A Russian Revolution...In The Fashion Biz

Ambitious designers are honing their skills, but can they make a splash in global couture?

The Russians are invading. Russian fashion designers, that is. A dozen are planning to make their U.S. debut in May at Miami Fashion Week of the Americas, marking the first time Russian designers have attended a major American fashion event en masse. Several plan to show at New York Fashion Week in September, and move on to Los Angeles a year later.

American fashionistas may be in for a surprise. Russia is no longer the land of shapeless shifts and ill-fitting polyester shirts. The collapse of communism has given free rein to Russians' traditional creativity and love of self-adornment. "Only two countries, Russia and Italy, have a similar mentality. We really love to decorate ourselves," says Natalia Vinogradova, president of the Russian Association of Fashion Houses.

One hopeful for the U.S. market is Vemina, a design house founded in 1990 that signed Alina Kabaeva, a gold-medal Olympic rhythmic gymnast, to model its upmarket clothes in Miami. It is also negotiating with tennis stars Anna Kournikova and Maria Sharapova. In Russia its customers include politicians' wives and film stars. It's targeting showbiz stars in the U.S., too, but also hopes to sell $500 suits to female professionals. Lisa Romanyuk, Vemina's lead designer, admits that efforts to expand beyond Russia have had little impact. Sales in Western Europe make up "just a small percent" of Vemina's sales. But she has hopes for the U.S., where "the market is bigger."

A small number of Russian designers have already made their mark. Helen Yarmak, one of the few Russian designers to strike a chord in the U.S., says she chose an English-sounding name because Russian names didn't carry the same weight. Clients for her fur coats, which go for $500 to $240,000, include Hollywood stars such as Jim Carrey and Goldie Hawn.

Such success is hardly typical. Alexander Shumsky, organizer of Russian Fashion Week, says Russian designers would be better off focusing on the growing domestic market.
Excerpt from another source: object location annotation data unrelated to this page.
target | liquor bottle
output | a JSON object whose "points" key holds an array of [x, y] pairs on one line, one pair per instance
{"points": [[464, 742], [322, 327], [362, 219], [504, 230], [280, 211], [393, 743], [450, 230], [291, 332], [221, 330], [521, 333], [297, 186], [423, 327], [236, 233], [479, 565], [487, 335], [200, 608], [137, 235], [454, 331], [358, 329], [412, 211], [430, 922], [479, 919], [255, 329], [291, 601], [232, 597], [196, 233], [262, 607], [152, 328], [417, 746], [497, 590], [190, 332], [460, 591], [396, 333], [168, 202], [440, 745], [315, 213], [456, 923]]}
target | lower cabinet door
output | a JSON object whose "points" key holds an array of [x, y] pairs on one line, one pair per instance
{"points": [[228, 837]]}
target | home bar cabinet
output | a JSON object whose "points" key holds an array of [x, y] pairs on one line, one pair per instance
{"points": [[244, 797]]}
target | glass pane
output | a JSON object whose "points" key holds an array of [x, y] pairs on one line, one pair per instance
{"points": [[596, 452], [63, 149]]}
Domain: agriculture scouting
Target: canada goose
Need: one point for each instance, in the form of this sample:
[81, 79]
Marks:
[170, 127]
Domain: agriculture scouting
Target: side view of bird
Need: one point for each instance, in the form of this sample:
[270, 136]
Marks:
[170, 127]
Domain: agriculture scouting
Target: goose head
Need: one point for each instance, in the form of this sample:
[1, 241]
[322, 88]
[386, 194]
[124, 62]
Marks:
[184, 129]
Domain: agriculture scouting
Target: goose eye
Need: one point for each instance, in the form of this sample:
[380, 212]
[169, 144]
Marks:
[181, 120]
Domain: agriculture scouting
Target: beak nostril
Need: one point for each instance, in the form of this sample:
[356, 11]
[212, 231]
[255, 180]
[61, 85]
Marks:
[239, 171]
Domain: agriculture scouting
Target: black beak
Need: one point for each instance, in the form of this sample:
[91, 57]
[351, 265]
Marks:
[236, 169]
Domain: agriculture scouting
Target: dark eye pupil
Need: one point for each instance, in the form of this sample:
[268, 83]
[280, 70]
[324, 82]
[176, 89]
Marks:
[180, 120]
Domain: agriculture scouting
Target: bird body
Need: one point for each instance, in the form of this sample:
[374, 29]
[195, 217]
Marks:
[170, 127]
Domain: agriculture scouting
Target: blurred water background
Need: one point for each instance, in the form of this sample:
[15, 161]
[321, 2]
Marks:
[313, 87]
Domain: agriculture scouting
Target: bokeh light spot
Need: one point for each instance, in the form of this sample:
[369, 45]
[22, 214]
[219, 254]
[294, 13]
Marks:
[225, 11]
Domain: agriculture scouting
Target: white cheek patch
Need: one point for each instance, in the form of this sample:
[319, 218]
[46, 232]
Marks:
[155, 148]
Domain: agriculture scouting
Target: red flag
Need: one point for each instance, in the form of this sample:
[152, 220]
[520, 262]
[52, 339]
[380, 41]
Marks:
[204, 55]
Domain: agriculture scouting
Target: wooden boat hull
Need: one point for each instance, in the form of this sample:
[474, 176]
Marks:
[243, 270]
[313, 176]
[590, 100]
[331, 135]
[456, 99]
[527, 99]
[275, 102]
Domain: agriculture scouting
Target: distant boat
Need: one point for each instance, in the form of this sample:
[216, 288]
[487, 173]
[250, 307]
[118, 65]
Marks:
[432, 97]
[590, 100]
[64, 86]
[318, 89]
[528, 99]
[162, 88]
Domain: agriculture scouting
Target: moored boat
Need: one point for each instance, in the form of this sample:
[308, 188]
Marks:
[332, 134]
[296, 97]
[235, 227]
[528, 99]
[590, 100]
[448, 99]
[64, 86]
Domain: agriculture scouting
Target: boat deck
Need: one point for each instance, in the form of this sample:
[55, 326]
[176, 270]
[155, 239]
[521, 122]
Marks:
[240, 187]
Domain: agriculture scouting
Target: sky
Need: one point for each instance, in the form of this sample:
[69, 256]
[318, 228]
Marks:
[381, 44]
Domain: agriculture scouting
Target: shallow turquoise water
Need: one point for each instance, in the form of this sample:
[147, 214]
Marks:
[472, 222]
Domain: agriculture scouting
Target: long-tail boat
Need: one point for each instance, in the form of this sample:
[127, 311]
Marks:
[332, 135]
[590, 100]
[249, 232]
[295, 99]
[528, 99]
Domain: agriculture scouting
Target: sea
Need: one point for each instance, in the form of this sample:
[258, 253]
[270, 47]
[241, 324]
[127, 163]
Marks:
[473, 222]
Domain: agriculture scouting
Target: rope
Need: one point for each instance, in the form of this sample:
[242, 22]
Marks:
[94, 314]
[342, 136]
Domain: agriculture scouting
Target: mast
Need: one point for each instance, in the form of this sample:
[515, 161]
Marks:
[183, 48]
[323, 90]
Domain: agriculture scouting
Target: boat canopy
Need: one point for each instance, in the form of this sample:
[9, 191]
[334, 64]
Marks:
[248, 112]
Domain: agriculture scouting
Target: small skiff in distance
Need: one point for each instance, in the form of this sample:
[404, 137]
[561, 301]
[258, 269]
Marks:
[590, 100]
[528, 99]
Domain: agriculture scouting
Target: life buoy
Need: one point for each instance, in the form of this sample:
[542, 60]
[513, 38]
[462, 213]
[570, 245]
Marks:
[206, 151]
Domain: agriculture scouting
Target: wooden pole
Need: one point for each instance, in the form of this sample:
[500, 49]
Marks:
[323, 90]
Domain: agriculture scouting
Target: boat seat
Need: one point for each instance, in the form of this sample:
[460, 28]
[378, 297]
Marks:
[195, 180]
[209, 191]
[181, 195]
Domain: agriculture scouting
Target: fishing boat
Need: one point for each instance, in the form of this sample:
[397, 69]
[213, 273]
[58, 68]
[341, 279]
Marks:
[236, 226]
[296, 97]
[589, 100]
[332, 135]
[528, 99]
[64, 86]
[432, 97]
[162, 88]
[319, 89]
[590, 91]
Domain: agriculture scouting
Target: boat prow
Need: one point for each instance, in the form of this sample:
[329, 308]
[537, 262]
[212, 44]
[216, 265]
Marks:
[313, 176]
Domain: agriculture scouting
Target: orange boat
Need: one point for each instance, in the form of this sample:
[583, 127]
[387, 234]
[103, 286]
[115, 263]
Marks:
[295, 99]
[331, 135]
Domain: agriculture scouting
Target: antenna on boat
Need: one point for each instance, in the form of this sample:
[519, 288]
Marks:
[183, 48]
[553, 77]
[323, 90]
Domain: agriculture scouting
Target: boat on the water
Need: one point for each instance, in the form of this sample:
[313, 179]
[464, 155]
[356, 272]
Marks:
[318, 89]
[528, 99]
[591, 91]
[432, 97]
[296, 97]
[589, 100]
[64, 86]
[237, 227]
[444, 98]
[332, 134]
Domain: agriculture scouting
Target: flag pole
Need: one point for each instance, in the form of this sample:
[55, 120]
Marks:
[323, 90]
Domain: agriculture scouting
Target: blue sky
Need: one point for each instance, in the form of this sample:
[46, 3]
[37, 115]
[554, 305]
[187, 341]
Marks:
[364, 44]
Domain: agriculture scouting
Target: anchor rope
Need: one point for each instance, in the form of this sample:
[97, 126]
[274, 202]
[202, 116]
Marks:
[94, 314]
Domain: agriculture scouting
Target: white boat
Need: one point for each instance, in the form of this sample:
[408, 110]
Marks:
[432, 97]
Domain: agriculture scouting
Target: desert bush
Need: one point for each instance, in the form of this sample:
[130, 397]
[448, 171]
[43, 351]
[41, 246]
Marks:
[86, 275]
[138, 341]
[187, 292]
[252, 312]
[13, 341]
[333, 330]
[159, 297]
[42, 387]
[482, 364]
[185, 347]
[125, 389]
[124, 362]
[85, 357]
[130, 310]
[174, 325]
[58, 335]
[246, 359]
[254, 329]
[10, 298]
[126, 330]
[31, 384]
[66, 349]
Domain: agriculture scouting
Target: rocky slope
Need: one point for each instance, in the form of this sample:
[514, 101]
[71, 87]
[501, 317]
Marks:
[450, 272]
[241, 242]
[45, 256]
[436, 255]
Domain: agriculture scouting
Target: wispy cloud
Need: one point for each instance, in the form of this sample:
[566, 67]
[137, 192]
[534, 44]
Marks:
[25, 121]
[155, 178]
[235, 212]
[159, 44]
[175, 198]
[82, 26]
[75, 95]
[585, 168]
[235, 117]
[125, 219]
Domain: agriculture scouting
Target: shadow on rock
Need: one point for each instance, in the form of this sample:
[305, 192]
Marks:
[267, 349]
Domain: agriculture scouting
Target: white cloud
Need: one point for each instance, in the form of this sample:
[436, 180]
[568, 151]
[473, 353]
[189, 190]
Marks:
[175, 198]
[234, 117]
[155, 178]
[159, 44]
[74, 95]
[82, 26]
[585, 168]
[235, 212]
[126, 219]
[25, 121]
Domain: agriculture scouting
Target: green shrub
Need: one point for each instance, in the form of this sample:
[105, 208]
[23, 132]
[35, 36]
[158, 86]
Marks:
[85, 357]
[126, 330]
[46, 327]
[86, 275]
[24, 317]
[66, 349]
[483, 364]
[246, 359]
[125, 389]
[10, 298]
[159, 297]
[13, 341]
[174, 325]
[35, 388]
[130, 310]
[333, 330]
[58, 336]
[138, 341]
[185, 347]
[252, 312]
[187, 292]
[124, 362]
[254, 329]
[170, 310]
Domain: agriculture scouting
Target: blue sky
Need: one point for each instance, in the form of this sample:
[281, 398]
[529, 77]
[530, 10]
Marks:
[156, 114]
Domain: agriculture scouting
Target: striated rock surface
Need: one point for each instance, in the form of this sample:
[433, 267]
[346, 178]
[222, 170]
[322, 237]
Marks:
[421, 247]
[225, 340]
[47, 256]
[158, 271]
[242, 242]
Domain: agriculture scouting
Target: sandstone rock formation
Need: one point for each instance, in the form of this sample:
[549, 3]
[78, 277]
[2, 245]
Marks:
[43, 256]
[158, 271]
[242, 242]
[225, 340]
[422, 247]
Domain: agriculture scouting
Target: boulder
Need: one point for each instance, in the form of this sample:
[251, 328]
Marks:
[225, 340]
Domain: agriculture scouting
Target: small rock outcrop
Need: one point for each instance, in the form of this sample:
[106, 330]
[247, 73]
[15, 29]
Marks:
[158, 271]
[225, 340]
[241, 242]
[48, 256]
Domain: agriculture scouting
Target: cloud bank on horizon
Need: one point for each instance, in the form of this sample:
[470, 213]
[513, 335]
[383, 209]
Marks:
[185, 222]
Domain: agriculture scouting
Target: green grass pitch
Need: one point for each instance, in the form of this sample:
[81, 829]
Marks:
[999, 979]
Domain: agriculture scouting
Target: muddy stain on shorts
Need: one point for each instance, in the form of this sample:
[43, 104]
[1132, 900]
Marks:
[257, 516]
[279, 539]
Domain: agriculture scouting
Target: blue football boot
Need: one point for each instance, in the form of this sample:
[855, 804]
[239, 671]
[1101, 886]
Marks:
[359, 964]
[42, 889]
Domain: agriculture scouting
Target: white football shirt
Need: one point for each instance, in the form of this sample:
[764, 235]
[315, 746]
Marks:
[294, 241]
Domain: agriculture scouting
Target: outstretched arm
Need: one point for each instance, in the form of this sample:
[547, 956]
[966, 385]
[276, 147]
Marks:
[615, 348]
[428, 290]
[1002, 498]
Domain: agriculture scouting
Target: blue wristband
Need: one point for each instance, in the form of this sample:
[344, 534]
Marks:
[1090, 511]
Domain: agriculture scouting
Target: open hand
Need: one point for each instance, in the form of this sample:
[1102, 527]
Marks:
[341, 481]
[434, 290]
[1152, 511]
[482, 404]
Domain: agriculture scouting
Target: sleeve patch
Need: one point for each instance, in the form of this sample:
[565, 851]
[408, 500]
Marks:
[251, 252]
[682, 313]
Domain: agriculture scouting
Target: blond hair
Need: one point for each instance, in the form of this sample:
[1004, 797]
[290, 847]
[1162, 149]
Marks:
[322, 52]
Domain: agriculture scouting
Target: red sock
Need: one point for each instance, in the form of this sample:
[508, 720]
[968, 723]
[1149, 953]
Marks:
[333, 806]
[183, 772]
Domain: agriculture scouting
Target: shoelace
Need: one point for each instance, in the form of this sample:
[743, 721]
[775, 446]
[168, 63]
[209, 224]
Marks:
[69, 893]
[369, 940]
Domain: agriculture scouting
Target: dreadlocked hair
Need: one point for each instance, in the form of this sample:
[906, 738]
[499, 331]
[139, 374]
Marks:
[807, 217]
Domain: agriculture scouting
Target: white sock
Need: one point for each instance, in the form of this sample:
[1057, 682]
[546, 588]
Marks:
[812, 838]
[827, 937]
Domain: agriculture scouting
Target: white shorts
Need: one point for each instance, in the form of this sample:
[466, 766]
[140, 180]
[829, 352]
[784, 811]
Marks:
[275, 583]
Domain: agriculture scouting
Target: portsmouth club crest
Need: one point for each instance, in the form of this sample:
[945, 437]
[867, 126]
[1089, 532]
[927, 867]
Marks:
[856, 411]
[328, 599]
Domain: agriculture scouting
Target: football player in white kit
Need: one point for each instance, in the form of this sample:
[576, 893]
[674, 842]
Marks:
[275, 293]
He gives the example of Max Chernitsov, 27, a rising star who was the first homegrown designer to land a deal with TsUM, a major Russian department store. Too many Russian designers focus on haute couture instead of less glamorous but more profitable ready-to-wear lines. Shumsky adds, though, that the Russians are quick learners. "Three years ago most Russian designers thought fashion was art. Today, at least half of them understand that it's a business," he says. The global rag trade is about to get more interesting.